I started the cycle reluctantly – I had already made an appointment with a new RE at Cornell and was tempted to wait out the month and give my body a break but C urged me on. I’d been reading a lot about PGD and it seemed from what I read that the process might be damaging our embryos. This time I decided that I wanted to do a blastocyst cycle. Typically an embryo is transferred back to the woman’s uterus on day 3 of its little life. A blastocycst transfer takes place on day 5 when the embryo has divided into hundreds of cells. The theory behind transferring on day 5 is that most abnormal embryos will not reach the blastocyst stage. Transferring a blastocyst gives you a much greater chance of pregnancy. Most doctors will not transfer more than 2 grade A blastocysts for fear of multiples.

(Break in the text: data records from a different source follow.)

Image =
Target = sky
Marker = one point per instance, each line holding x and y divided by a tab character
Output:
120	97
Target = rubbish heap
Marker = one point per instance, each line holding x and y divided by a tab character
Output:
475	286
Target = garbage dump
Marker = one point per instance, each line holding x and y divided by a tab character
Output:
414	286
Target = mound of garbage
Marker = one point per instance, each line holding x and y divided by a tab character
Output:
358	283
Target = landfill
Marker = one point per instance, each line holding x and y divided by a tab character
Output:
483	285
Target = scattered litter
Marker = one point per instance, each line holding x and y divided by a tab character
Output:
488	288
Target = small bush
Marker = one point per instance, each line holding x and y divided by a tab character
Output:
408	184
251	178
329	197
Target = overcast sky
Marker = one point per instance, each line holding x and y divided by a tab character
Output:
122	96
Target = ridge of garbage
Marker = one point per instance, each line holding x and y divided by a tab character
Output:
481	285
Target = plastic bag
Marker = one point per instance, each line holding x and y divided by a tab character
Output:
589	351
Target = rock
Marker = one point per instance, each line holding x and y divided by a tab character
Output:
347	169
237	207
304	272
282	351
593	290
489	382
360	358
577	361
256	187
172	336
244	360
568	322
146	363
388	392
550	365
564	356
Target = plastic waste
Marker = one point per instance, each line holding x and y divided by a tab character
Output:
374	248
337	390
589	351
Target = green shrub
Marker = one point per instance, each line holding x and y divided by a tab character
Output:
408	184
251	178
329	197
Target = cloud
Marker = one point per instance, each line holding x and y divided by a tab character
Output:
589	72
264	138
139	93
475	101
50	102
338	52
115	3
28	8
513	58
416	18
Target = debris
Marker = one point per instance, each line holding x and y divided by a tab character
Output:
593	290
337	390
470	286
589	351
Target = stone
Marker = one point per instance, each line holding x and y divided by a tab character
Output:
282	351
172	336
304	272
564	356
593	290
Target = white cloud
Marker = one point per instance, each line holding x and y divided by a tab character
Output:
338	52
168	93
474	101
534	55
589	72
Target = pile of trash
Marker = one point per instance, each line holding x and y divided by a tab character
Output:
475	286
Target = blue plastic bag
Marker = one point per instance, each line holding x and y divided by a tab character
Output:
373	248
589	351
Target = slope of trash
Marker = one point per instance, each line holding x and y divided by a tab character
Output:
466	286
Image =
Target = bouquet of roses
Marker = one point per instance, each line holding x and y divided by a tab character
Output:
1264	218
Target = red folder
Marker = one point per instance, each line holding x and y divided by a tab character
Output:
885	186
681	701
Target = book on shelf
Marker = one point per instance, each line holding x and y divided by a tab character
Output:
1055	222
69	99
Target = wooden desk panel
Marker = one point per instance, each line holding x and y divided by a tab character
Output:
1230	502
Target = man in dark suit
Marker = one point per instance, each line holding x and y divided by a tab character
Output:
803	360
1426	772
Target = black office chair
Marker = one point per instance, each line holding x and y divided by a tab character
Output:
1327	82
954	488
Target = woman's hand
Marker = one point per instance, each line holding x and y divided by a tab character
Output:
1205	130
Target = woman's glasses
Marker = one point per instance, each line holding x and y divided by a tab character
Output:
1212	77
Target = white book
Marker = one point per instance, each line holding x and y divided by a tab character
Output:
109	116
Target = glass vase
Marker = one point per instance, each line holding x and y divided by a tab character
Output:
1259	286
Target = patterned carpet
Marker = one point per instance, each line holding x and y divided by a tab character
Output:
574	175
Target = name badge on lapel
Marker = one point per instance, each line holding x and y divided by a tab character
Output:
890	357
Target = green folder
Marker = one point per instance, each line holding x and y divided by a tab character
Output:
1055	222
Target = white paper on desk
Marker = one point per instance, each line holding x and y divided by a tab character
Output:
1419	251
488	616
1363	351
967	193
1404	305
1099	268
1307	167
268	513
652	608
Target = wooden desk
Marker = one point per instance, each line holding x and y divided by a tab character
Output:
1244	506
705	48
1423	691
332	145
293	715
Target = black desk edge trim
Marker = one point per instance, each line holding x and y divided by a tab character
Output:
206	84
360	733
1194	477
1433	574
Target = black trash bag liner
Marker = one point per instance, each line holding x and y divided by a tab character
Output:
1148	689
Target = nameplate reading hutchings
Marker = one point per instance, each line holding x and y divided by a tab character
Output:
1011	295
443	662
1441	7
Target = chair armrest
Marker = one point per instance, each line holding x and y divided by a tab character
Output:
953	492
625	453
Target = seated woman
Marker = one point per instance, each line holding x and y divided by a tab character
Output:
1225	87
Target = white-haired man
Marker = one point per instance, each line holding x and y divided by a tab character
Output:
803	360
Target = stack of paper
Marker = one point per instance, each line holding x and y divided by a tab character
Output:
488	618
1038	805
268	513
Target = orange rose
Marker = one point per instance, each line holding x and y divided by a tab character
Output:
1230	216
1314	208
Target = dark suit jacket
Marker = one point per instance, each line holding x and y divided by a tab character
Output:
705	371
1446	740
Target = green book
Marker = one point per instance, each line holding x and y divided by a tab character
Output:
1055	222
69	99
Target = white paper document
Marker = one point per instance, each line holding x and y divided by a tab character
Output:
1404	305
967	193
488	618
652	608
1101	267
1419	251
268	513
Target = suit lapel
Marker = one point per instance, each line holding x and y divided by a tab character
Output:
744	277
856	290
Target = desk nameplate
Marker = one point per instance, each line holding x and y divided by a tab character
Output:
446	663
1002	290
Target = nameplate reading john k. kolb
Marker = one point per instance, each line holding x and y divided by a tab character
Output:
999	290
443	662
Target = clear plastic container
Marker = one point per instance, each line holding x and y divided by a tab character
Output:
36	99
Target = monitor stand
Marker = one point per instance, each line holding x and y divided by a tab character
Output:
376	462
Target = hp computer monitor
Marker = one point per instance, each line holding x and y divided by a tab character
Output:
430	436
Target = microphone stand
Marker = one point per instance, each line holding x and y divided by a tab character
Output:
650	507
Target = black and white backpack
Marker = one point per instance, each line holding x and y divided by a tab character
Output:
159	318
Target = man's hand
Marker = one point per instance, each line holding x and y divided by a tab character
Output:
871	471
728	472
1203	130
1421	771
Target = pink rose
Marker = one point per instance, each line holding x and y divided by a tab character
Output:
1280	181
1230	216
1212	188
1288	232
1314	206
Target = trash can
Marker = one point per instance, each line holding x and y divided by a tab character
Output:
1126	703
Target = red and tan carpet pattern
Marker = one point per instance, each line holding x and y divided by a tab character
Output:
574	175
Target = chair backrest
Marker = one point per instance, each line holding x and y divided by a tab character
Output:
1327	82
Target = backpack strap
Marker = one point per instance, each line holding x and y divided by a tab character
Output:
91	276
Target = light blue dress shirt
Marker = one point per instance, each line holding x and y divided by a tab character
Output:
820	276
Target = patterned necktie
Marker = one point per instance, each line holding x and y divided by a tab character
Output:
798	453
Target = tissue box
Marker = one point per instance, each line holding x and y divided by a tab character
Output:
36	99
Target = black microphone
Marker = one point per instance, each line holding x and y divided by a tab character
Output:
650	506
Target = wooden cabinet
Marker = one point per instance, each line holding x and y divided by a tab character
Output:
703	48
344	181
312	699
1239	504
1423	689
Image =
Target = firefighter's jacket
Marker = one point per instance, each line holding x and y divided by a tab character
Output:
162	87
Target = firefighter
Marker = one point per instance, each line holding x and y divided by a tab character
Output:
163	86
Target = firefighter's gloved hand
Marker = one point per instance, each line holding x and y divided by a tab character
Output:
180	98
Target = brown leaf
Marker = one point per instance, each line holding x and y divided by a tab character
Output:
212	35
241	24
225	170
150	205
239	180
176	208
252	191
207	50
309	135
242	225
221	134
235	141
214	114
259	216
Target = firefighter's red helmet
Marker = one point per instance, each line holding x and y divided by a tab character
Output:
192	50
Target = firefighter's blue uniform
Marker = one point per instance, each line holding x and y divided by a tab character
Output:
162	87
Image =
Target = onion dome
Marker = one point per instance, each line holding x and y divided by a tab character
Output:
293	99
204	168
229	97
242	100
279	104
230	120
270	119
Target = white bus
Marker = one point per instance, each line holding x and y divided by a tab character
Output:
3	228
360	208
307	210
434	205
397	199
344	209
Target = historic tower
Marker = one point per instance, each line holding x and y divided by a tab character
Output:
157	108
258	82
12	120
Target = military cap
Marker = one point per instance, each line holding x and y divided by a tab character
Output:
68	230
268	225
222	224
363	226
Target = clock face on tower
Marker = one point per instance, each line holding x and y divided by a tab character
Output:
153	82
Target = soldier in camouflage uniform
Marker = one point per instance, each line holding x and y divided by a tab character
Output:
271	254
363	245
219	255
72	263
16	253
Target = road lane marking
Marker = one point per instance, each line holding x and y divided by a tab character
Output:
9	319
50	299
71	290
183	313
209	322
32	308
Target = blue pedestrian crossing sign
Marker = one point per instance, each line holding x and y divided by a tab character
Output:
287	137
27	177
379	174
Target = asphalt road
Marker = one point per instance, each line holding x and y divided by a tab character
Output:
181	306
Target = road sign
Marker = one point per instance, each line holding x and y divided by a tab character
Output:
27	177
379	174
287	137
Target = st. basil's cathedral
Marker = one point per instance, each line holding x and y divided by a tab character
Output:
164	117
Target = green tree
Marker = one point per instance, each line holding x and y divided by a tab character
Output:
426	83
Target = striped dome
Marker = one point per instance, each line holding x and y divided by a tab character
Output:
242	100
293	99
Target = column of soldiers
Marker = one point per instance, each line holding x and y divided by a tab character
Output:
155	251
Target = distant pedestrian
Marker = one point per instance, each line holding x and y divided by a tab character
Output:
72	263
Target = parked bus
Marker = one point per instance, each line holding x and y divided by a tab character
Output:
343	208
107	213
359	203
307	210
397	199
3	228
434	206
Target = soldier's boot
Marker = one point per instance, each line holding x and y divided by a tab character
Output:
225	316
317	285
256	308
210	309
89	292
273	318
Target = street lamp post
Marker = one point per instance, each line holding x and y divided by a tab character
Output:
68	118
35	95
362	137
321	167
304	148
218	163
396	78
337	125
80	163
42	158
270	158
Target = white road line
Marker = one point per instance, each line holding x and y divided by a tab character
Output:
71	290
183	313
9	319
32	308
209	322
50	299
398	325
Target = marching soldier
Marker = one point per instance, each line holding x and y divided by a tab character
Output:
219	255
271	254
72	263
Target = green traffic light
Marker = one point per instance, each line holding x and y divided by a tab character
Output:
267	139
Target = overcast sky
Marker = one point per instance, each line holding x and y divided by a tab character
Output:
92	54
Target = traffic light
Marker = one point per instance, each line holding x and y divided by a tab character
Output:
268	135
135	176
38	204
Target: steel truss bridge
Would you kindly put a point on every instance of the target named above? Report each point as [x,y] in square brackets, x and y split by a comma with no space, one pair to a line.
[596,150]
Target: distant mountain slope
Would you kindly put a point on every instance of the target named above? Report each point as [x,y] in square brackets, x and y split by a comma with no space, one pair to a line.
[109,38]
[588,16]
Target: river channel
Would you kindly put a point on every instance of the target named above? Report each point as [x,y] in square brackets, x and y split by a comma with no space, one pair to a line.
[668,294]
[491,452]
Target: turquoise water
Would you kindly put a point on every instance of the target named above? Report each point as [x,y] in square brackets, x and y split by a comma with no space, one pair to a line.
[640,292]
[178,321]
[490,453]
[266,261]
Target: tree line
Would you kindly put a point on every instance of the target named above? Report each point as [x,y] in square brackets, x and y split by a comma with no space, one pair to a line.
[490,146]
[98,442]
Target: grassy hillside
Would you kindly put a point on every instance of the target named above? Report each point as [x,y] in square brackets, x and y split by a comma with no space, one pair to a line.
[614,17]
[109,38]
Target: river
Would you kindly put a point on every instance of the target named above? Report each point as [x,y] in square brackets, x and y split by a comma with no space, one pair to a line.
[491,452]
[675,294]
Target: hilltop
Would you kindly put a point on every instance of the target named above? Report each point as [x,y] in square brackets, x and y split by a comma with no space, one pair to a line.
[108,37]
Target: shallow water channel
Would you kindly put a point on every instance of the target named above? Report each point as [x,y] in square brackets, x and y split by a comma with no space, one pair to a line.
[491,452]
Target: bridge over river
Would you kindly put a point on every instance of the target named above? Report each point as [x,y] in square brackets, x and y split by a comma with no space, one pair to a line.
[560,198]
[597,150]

On May 15, 2006 10 eggs were retrieved. C and I had a running argument about ICSI. He didn’t think we needed it. He was convinced that his sperm was just fine and that 3K extra to spend on the embryologist hand picking and force fertilizing the eggs was a huge waste of money. He convinced our RE to give him an egg or two that would be placed in a dish with his sperm to fertilize naturally. When I found out that they had retrieved 10 eggs I agreed to give him 2 eggs for his experiment. The remaining 8 were all ICSI’ed and of those 7 fertilized. The two eggs involved in Chris’s experiment did not fertilize which is something we still don’t like to talk about to this day.

On Saturday May 20th 4 grade A blastocysts were placed in my uterus. I returned to our home upstate in Pawling, NY that afternoon. Most of my friends from high school were visiting that weekend and I remember not being allowed to walk up stairs or lift anything lighter than a glass of water.

The days following were long and boring. I was anxious and negative. The doctor had told me that the blastocyst would implant sometime between Saturday and Tuesday. On Monday I went to the acupuncturist – a lovely Chinese man name Dr. Wan Yu. He felt my pulse and told me that he was encouraged by its strength but he was certain that nothing had implanted yet. On Wednesday I had another appointment with him. “I’m sorry, nothing has implanted yet” he told me. I was concerned. “Let me try something”…in went the needles into my ears. About an hour later I began cramping. On Thursday evening I broke down and bought some First Response Early Result pregnancy tests. The result was negative. I told C and he was a bit deflated. “We’ll try again next month”…. I went to bed that night with a heavy heart.

The next morning I decided to try just one more test before I went to work. The result was negative, as expected. I called C to tell him that the cycle was officially over. As we were talking I glanced at the test and saw a very faint line. So faint that I thought perhaps my mind was playing tricks on me. “Don’t get your hopes up, honey”, C advised.

I quickly got dressed, grabbed the pregnancy test and got in a taxi to go to work. When I boss showed up I pulled him aside and showed him the test. “Yep, you’re pregnant” he told me. My friend Cheryl sat there shaking her head at me…”I can’t believe you just pulled out something you peed on and showed it to Rob”.

Finally I’d found a small glimmer of hope….but as you will soon find out, it didn’t last very long.